2. Deze geheimhouding geldt zowel tijdens het bestaan van de commissie als na ontbinding van de commissie.
3. De geheimhoudingsplicht geldt ook ten opzichte van raadsleden die geen lid van de commissie zijn of lid van de commissie zijn geweest.
4. De leden een tot en met drie van dit artikel zijn op overeenkomstige wijze van toepassing op degene die op grond van artikel 7 de commissie ambtelijke bijstand verleent en de adviseur van de commissie.
Ook heeft de voorzitter van de vertrouwenscommissie aan het begin van de besloten raadsvergadering op 27 februari 2012 nog eens de geheimhoudingsplicht benadrukt. Uit het verslag van die vergadering blijkt immers dat de voorzitter het navolgende heeft medegedeeld: "Voor alles wat in deze vergadering aan de orde komt geldt een geheimhoudingsplicht op basis van artikel 61.c van de Gemeentewet. Deze geheimhoudingsplicht geldt voor een ieder die in deze vergadering aanwezig is."
Op grond van het vorenstaande staat naar het oordeel van het hof vast dat sprake is van een wettelijk voorschrift, te weten artikel 61c in verband met artikel 61 van de Gemeentewet, op grond waarvan [betrokkene 1] een geheimhoudingsplicht had.

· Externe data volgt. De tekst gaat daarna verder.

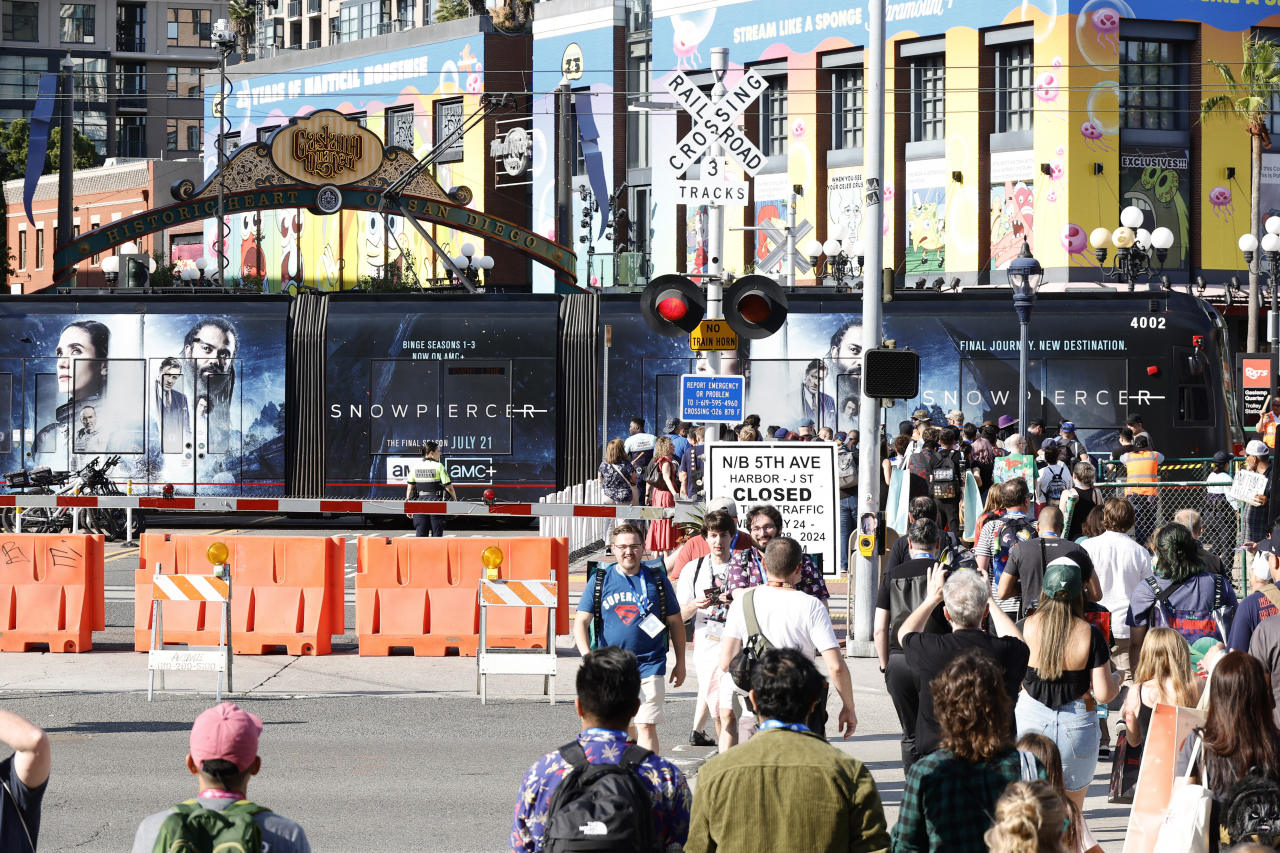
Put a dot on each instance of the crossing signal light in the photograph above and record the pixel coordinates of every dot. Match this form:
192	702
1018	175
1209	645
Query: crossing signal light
672	305
891	374
755	306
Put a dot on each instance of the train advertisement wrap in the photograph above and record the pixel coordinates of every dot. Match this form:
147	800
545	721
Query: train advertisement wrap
1087	365
186	393
481	384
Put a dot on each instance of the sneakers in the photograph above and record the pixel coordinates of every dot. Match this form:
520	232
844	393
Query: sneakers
700	739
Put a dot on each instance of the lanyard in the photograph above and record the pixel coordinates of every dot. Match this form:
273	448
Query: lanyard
643	596
778	724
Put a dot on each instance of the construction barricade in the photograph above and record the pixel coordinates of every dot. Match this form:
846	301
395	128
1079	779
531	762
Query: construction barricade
51	591
288	592
423	593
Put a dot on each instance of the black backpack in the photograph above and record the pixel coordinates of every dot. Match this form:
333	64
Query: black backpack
600	807
1251	811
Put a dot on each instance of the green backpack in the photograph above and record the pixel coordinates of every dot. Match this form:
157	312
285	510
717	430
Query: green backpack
196	829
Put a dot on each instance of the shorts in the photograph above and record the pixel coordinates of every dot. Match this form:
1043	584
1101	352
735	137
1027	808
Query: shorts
653	694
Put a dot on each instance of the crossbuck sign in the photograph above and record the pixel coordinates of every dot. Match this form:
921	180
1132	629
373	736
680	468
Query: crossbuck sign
714	122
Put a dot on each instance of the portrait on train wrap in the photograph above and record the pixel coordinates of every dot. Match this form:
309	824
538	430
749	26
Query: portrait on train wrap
480	384
188	396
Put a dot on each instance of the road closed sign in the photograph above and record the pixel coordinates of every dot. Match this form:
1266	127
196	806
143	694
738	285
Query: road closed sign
798	478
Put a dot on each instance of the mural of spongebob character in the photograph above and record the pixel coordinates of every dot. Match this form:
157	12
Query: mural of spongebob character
926	232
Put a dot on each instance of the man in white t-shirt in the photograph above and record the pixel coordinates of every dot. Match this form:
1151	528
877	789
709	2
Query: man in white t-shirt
698	576
790	619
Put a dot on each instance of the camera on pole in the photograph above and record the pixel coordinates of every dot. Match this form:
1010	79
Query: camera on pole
672	305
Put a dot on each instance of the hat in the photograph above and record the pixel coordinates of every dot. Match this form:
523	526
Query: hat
722	503
1063	579
225	733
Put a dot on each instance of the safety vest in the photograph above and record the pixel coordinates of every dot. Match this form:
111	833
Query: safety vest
1142	468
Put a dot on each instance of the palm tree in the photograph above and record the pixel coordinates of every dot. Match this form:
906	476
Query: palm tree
243	16
1251	100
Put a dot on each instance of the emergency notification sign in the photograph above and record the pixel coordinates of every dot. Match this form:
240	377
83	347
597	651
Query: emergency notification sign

Een andere uitleg is naar het oordeel van het hof ook moeilijk verenigbaar met de strekking van de procedure.
Het hof is, gelet op het voorgaande en op de mededeling van [betrokkene 1] aan de verdachte dat hij met een ander toestel zal bellen omdat hij dat veiliger vindt, van oordeel dat [betrokkene 1] wist dat hij, uit hoofde van wettelijke voorschriften, aan een geheimhoudingsplicht was gebonden en dat deze ook gold ten aanzien van de door hem aan verdachte gedane mededelingen omtrent de inhoud van de sollicitatiegesprekken.
De verdediging heeft betoogd dat de verdachte zich op geen enkel moment bewust is geweest van de mogelijkheid dat er in de contacten met [betrokkene 1] informatie zou worden doorgegeven die onder de geheimhoudingsplicht van [betrokkene 1] zou vallen, nu de verdachte in de in de tenlastelegging genoemde periode in de veronderstelling verkeerde dat de geheimhoudingsplicht enkel zag op het waarborgen van de privacy van de kandidaten.